Arch Pediatr. 2006 Dec;13(12):1581-8. doi: 10.1016/j.arcped.2006.10.009. Epub 2006 Nov 27.

ABSTRACT

OBJECTIVES: To describe the different pathways of management of intussusception (IS) in infants and children in metropolitan France and to identify paediatric emergency centres that might constitute a surveillance network for IS.

MATERIAL AND METHODS: A questionnaire was sent to 273 paediatric emergency centres distributed across France in 2005. Modalities of diagnosis and treatment of IS had to be precised.

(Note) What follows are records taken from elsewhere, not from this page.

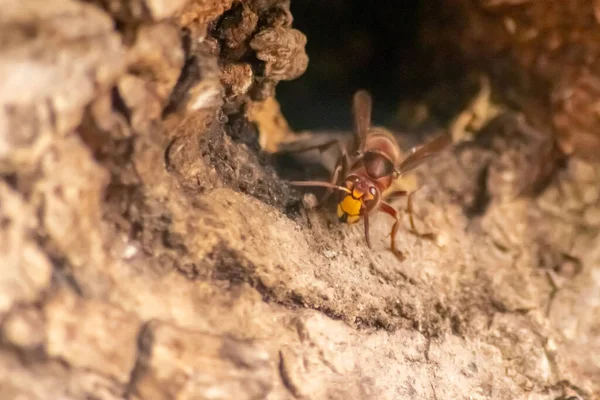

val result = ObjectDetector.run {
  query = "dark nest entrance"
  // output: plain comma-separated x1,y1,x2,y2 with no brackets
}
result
277,0,464,134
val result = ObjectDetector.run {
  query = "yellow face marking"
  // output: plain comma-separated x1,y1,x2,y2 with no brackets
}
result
340,195,362,219
338,203,345,218
346,215,360,224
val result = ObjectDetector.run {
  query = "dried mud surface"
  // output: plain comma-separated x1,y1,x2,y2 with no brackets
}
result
0,0,600,399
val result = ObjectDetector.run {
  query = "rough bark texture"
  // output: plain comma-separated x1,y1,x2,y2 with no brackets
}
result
0,0,600,399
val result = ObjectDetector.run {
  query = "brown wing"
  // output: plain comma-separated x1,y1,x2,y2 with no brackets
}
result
398,134,452,175
352,90,373,151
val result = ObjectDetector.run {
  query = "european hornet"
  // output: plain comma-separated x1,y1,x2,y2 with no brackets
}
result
284,90,451,260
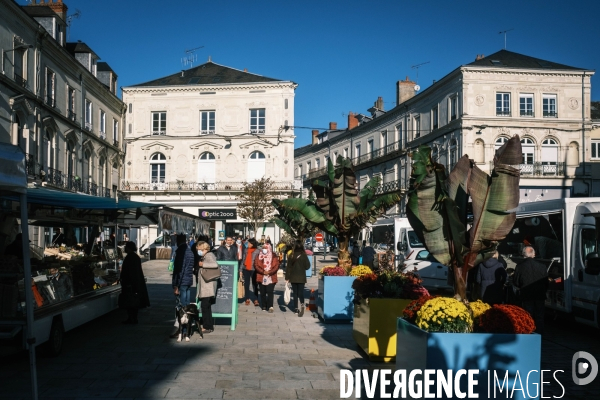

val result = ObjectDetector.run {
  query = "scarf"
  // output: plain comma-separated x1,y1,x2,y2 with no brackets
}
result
258,243,273,285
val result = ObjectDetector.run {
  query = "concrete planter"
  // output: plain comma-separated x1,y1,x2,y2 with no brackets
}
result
396,318,540,399
317,276,356,322
352,299,412,362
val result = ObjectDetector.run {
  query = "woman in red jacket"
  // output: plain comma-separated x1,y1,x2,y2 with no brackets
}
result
254,243,279,313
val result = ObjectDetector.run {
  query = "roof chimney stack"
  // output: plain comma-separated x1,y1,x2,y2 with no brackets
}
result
313,129,319,144
396,76,416,105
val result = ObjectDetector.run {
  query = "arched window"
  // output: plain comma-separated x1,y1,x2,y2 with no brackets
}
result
521,138,535,165
248,151,266,182
198,151,216,183
150,153,167,183
494,136,508,150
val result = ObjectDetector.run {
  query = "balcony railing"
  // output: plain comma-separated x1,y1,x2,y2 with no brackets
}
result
490,162,567,177
121,180,302,192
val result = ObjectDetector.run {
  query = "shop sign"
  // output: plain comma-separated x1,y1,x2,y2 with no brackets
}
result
198,208,237,221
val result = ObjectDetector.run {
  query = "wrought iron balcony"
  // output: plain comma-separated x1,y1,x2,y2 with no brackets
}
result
121,180,301,192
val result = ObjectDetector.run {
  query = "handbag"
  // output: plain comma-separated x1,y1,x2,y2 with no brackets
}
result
283,283,292,304
200,268,221,282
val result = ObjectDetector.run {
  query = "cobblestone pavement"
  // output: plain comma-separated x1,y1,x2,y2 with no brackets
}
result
0,256,600,400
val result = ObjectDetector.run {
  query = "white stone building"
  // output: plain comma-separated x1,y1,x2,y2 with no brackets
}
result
121,60,301,242
0,0,125,246
294,50,600,220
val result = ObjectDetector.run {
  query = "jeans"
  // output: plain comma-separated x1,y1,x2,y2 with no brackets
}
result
260,283,275,310
179,286,191,306
242,268,258,301
292,283,304,311
198,297,214,329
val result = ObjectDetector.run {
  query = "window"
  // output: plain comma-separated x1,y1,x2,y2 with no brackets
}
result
198,151,216,184
415,117,421,139
150,153,167,183
200,110,215,135
248,151,266,182
542,94,558,118
591,140,600,160
46,68,56,107
85,100,93,131
519,94,533,117
113,118,119,145
100,110,106,139
521,138,535,165
496,93,510,117
450,96,458,121
250,108,265,133
152,111,167,135
67,86,76,121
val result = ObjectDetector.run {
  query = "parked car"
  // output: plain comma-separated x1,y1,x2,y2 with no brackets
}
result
404,250,453,290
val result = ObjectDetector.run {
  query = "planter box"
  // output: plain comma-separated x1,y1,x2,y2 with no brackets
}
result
317,276,356,322
352,299,412,362
396,318,540,399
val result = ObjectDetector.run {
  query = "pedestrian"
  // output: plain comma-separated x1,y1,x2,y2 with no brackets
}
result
120,241,150,324
240,239,260,307
285,240,310,317
475,251,506,305
172,234,194,306
254,243,279,313
361,240,377,269
217,236,238,261
513,246,548,334
350,240,360,265
196,241,219,333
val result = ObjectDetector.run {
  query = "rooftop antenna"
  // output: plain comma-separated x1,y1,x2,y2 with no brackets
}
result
498,28,515,50
181,46,204,68
411,61,429,92
67,9,81,41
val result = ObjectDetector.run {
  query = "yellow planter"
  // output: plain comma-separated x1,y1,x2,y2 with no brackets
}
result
352,299,412,362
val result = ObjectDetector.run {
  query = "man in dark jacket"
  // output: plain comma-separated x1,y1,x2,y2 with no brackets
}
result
513,246,548,334
172,235,194,306
476,251,506,305
217,236,238,261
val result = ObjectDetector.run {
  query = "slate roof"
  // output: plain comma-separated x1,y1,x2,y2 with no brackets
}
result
467,50,587,71
132,61,281,87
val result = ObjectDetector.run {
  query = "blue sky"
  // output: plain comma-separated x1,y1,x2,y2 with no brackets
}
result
30,0,600,147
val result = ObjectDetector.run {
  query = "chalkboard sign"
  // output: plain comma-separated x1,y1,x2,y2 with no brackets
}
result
200,261,238,331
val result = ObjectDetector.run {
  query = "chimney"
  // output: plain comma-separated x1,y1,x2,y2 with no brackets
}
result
396,76,416,104
46,0,67,21
348,111,358,130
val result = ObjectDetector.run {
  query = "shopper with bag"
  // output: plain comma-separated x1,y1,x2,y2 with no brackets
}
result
285,240,310,317
254,243,279,313
196,242,221,333
240,239,259,307
119,242,150,324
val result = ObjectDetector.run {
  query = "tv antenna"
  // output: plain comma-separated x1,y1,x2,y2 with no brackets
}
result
498,28,515,50
67,9,81,41
181,46,204,68
411,61,429,92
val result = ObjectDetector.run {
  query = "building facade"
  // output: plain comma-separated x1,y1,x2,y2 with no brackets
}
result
294,50,600,219
121,59,301,242
0,0,125,244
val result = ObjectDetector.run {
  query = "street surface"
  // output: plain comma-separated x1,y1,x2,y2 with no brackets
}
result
0,255,600,400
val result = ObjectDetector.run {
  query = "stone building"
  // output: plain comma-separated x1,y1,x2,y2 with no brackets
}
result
294,50,600,219
0,0,124,244
121,59,301,241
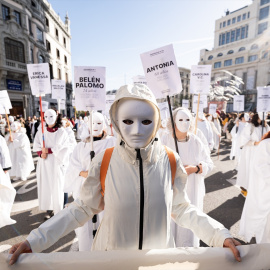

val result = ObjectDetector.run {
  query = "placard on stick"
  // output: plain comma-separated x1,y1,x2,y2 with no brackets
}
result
141,44,182,98
257,86,270,112
233,95,245,112
27,63,51,97
74,66,106,111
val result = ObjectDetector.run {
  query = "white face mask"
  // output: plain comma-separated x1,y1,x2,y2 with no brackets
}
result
92,112,105,137
116,99,158,149
44,109,57,126
175,110,190,133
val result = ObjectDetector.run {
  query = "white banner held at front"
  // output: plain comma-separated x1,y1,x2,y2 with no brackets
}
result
52,80,66,100
209,103,217,115
74,67,106,111
257,86,270,112
190,65,212,95
27,63,51,97
192,95,207,113
182,99,189,109
141,44,182,98
233,95,245,112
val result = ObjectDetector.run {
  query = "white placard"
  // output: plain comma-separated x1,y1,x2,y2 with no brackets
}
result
52,80,66,100
105,95,115,116
257,86,270,112
0,90,12,114
39,100,49,112
233,95,245,112
27,63,51,97
190,65,212,95
141,44,182,98
158,102,170,119
182,99,189,109
209,103,217,115
74,67,106,111
192,95,207,113
132,75,147,85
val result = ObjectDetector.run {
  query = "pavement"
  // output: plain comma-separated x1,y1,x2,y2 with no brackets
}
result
0,139,254,253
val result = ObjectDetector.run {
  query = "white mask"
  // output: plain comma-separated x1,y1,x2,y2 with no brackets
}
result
116,99,159,149
92,112,105,137
175,110,191,133
44,109,57,126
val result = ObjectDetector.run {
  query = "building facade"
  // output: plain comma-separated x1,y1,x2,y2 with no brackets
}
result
199,0,270,110
0,0,74,117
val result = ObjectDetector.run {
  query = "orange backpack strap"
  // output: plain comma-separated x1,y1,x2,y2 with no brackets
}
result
164,145,176,186
100,147,114,196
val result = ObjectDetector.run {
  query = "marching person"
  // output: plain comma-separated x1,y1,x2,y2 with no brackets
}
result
10,84,241,264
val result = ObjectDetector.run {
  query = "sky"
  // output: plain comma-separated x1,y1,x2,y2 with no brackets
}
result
48,0,252,91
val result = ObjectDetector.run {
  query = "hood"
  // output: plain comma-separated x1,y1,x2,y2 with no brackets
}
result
110,84,161,144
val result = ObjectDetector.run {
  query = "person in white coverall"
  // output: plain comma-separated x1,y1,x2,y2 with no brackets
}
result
64,112,116,251
10,84,241,264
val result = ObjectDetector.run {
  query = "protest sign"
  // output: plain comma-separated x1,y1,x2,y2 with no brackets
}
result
74,66,106,111
52,80,66,100
257,86,270,112
233,95,245,112
141,44,182,98
27,63,51,97
190,65,212,95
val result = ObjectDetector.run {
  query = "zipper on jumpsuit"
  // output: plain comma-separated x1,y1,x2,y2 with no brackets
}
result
135,149,144,249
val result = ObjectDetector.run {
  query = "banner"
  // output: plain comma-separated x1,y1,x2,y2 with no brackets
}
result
233,95,245,112
158,102,170,120
192,95,207,113
182,99,189,109
0,90,12,114
141,44,182,98
74,67,106,111
52,80,66,100
39,100,49,112
190,65,212,95
257,86,270,112
132,75,147,85
27,63,51,97
208,104,217,115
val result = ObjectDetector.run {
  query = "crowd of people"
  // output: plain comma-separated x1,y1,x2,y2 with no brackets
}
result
0,85,270,264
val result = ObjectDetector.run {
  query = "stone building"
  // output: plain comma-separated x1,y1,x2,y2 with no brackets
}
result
0,0,74,117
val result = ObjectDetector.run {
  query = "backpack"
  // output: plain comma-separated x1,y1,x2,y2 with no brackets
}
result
100,145,176,196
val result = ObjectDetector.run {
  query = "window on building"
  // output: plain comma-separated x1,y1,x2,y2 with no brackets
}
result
248,55,258,62
258,22,268,35
224,59,232,67
55,28,59,39
2,5,10,21
46,40,51,52
235,56,244,65
37,27,44,43
214,62,221,68
231,30,235,42
58,68,61,80
28,19,33,36
250,44,259,50
5,38,25,63
261,0,270,6
14,10,22,25
259,6,269,20
38,55,45,63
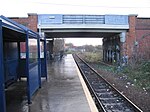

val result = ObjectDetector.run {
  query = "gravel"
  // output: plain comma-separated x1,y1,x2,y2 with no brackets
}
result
91,64,150,112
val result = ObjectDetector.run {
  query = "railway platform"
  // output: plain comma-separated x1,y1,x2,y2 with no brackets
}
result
7,55,97,112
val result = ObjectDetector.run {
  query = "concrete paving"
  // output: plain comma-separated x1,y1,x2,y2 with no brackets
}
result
7,55,91,112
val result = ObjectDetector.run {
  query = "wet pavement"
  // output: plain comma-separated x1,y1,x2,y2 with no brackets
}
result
6,55,91,112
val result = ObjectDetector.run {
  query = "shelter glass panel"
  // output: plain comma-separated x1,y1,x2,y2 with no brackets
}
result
29,38,38,64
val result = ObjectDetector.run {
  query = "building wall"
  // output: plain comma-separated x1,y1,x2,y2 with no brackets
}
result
124,15,150,61
11,14,150,60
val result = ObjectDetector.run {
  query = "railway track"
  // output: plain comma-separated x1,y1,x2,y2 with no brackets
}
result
73,55,143,112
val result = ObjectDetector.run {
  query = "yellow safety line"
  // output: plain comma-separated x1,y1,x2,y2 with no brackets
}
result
75,57,98,112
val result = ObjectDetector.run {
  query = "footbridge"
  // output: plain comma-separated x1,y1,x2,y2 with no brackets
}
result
38,14,129,62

RESULTS: One hundred and sixty-seven centres (61.2%) responded. The response was given by 131 paediatricians (78.4%) and 36 surgeons (21.6%) working in 38 universitary hospitals (22.7%) and 129 general hospitals (77.2%). The mean number of IS treated in each centre in 2004 was 11+/-13.5 (extr. 0 to 70; median 6). Diagnosis of IS required a collaboration between medical and surgical teams in 51.5% of the centres, but in 40.1% the sole medical team was in charge of the diagnosis. Ultrasonography is used for diagnosis by 98.8% of the centres. Reduction with hydrostatic enema and eventually surgery was performed in the same hospital in 44.3%. Other centres systematically or frequently transferred the patients for reduction, mostly towards universitary hospitals (90%).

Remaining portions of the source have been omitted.